A jeep, Tooth. That is what you need. You can take the top down, take the doors off and it is the next best thing (did you guys noticed that I said next best thing?) to riding a bike and you still have the seats to strap in the wife and baby. A long ride is very nice.


----------



## ffemt128 (Mar 30, 2010)

I'ved been itching to get the bike out again. Had it out 4-5 times since January 1, it was kind of cool to ride knowing it was 55 degrees and there was still snow on the ground. I think Wed and Thrusday it will be going to work for the first time in 2010. Friday I work from home so a long afternoon ride may be in order. Yeah Baby........


----------



## Julie (Mar 30, 2010)

ffemt128 said:


> I'ved been itching to get the bike out again. Had it out 4-5 times since January 1, it was kind of cool to ride knowing it was 55 degrees and there was still snow on the ground. I think Wed and Thrusday it will be going to work for the first time in 2010. Friday I work from home so a long afternoon ride may be in order. Yeah Baby........

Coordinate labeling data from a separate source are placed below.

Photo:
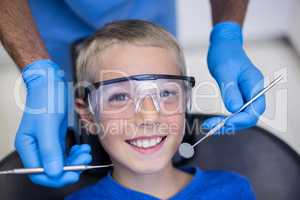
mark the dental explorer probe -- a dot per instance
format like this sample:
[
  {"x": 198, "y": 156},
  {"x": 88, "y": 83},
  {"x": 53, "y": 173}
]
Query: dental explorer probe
[
  {"x": 186, "y": 150},
  {"x": 41, "y": 170}
]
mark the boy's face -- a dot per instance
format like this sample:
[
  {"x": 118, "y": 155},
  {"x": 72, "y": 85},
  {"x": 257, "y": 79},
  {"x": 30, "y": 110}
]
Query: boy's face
[{"x": 126, "y": 60}]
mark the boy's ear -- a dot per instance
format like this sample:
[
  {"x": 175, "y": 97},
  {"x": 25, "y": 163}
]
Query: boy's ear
[{"x": 86, "y": 117}]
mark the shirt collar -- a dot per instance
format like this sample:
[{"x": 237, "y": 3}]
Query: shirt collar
[{"x": 114, "y": 189}]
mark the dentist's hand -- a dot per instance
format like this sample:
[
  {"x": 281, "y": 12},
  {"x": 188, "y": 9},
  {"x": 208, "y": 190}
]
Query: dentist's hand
[
  {"x": 40, "y": 140},
  {"x": 238, "y": 79}
]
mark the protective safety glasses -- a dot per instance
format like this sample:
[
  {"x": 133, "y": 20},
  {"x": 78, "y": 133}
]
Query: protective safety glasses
[{"x": 122, "y": 98}]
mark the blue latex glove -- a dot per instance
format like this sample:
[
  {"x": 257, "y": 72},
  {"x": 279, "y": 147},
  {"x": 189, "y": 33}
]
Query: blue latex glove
[
  {"x": 40, "y": 140},
  {"x": 238, "y": 79}
]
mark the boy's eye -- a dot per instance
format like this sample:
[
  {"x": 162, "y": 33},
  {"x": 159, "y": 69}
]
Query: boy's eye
[
  {"x": 119, "y": 97},
  {"x": 168, "y": 93}
]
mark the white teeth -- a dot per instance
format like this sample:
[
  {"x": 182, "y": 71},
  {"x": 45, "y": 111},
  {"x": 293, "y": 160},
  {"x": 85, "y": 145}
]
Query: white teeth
[{"x": 146, "y": 143}]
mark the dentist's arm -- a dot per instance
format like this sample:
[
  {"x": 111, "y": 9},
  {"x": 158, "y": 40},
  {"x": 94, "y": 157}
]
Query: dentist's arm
[
  {"x": 18, "y": 33},
  {"x": 237, "y": 77},
  {"x": 41, "y": 134}
]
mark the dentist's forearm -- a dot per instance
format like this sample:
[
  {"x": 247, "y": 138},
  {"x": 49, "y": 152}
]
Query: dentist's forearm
[
  {"x": 18, "y": 33},
  {"x": 228, "y": 10}
]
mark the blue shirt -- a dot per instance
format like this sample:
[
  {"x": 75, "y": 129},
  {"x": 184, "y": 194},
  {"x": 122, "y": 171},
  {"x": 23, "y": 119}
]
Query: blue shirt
[{"x": 205, "y": 185}]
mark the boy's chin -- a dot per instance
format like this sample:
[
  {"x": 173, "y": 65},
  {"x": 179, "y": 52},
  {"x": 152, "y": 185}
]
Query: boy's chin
[{"x": 149, "y": 167}]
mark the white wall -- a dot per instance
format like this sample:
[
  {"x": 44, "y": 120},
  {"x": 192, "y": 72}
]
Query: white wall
[{"x": 265, "y": 19}]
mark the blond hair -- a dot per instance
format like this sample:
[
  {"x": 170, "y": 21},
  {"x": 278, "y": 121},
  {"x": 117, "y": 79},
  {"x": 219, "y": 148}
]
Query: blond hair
[{"x": 124, "y": 32}]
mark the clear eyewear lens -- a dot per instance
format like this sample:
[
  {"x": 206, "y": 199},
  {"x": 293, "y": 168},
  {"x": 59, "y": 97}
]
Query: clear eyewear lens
[{"x": 124, "y": 99}]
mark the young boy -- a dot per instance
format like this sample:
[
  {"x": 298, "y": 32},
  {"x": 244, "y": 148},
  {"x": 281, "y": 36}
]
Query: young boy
[{"x": 137, "y": 103}]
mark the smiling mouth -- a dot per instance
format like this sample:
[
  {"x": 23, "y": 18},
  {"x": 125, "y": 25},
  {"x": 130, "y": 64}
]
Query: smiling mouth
[{"x": 146, "y": 142}]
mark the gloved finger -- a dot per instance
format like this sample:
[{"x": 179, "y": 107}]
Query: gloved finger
[
  {"x": 231, "y": 95},
  {"x": 51, "y": 153},
  {"x": 27, "y": 149},
  {"x": 67, "y": 178},
  {"x": 80, "y": 148}
]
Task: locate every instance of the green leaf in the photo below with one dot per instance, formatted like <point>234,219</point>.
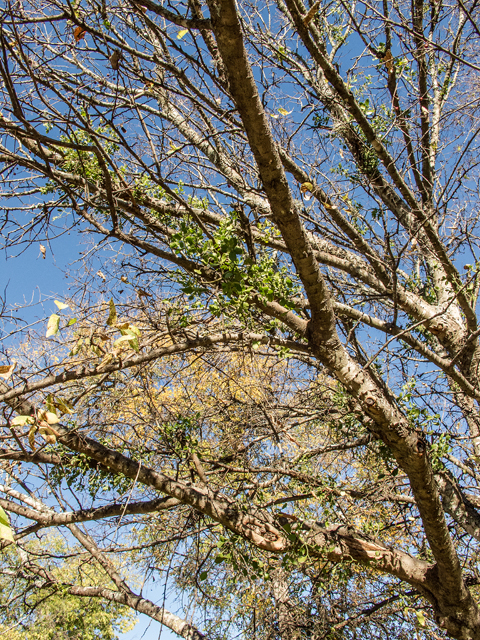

OMG., a couple of weeks ago, Mike had to take the roof off of the jeep because he was "itching."


----------



## Midwest Vintner (Mar 30, 2010)

Julie said:


> OMG., a couple of weeks ago, Mike had to take the roof off of the jeep because he was "itching."



he might want to get that checked out. lol


----------



## ffemt128 (Mar 31, 2010)

Had everything set to bring the bike in this morning then saw frost on the widshield of my neighbors car. Checked the temp, it was 30 on our thermometer, decided against it for today. I'll take the bike to the school board meeting tonight and work tomorrow.


----------



## TheTooth (Mar 31, 2010)

Julie said:


> A jeep, Tooth. That is what you need. You can take the top down, take the doors off and it is the next best thing (did you guys noticed that I said next best thing?) to riding a bike and you still have the seats to strap in the wife and baby. A long ride is very nice.



True. I have a convertible now (M Roadster), but with 2 seats, it'll be tough to take both the wife and kid anywhere at the same time. 

A Jeep has always sounded good... but I'm saving up for a '62-'64 Lincoln Continental convertible right now. Maybe a Jeep comes after that.


----------